After two decades as a yoga missionary, Environment Secretary Regina Lopez is unleashing her inner rage on the mining industry while aiming for Bhutan-style gross national happiness.
Lopez has in recent months moved global commodity markets with a campaign to close roughly two-thirds of the existing mines in the Philippines, which is the world’s biggest supplier of nickel ore and a major source of copper.
For the 63-year-old, her sudden elevation by President Rodrigo Duterte to government last year after a lifetime of spiritual and environmental pursuits has presented an unexpected chance to bring about radical change in society.
“This is a golden opportunity to do the right thing,” Lopez said in an interview.
“Not everyone has the guts and the wherewithal to stand on big business’s toes. Right now I have that platform.”
Lopez casts mining in a sinister light, accusing powerful business figures and politicians involved in the industry of corruption and rapaciousness.
She insists mining is destroying the Southeast Asian archipelago’s ecosystem, and that the natural resources on offer can be used in much more sustainable ways.
“We have 7,000 islands and if we rape the islands… and 95 percent of the wealth goes out of those islands, we will never see the light of day,” Lopez said.
Lopez has ordered the closure or suspension of 28 mines which, if implemented, would leave just 12 in operation.
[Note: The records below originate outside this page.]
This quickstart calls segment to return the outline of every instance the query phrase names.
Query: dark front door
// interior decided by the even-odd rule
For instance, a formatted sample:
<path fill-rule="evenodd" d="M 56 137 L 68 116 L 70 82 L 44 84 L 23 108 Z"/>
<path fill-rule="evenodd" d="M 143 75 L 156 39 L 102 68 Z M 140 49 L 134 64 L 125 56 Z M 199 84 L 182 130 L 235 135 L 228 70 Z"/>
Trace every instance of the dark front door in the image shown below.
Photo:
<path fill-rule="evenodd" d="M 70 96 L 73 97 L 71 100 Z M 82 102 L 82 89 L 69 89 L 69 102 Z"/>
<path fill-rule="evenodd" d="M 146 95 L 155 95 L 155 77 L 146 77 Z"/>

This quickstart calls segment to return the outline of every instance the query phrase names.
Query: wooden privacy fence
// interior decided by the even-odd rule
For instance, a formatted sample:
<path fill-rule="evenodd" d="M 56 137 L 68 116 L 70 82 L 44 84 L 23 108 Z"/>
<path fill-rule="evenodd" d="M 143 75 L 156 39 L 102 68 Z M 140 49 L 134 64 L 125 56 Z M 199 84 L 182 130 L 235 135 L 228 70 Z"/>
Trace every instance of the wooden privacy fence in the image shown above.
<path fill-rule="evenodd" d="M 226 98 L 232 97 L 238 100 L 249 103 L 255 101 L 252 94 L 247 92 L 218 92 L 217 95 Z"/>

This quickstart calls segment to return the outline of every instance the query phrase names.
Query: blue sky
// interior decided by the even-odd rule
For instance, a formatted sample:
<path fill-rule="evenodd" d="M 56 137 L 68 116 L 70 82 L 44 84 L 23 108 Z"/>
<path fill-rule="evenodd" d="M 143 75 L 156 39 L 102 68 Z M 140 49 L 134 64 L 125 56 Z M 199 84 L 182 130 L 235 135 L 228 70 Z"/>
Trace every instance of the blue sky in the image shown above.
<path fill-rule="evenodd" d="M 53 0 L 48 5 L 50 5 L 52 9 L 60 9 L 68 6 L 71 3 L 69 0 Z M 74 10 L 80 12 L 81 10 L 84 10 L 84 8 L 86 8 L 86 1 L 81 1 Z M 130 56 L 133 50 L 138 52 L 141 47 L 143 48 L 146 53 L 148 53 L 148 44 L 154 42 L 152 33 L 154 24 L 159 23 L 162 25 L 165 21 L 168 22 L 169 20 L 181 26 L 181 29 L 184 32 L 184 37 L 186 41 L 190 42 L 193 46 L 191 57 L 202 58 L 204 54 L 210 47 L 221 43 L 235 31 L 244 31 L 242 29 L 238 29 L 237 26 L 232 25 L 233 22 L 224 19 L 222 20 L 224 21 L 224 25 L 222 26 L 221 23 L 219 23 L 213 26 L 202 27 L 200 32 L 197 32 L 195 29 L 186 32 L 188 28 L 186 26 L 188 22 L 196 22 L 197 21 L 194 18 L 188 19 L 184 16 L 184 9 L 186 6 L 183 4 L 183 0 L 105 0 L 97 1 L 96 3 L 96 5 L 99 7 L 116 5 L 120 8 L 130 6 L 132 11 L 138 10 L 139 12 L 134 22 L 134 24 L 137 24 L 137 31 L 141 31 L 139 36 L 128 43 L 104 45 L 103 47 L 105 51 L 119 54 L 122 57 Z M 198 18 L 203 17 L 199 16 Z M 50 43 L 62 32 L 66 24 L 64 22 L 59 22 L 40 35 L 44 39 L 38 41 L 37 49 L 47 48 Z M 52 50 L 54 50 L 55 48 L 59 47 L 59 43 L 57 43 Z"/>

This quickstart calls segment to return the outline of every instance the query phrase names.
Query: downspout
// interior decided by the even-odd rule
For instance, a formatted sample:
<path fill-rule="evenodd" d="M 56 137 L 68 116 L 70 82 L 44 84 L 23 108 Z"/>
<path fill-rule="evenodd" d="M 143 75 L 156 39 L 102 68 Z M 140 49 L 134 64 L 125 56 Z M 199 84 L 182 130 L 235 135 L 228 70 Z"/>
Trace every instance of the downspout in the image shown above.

She has also recommended the contracts of 75 planned mines be cancelled to protect watersheds.
Mining Inc is fighting back, with a public relations blitz insisting it is a law-abiding industry that generates billions of dollars for the economy and directly supports 1.2 million people.
It has appealed to Duterte, who has spoken fiercely against the industry but nevertheless also has many pro-mining figures in his cabinet, to over-rule Lopez.
It is also lobbying for a congressional committee to reject her nomination as environment secretary when it conducts a confirmation hearing next month.
“This is the first time we have opposed an appointee of the president,” Chamber of Mines of the Philippines vice president Ronald Recidoro said.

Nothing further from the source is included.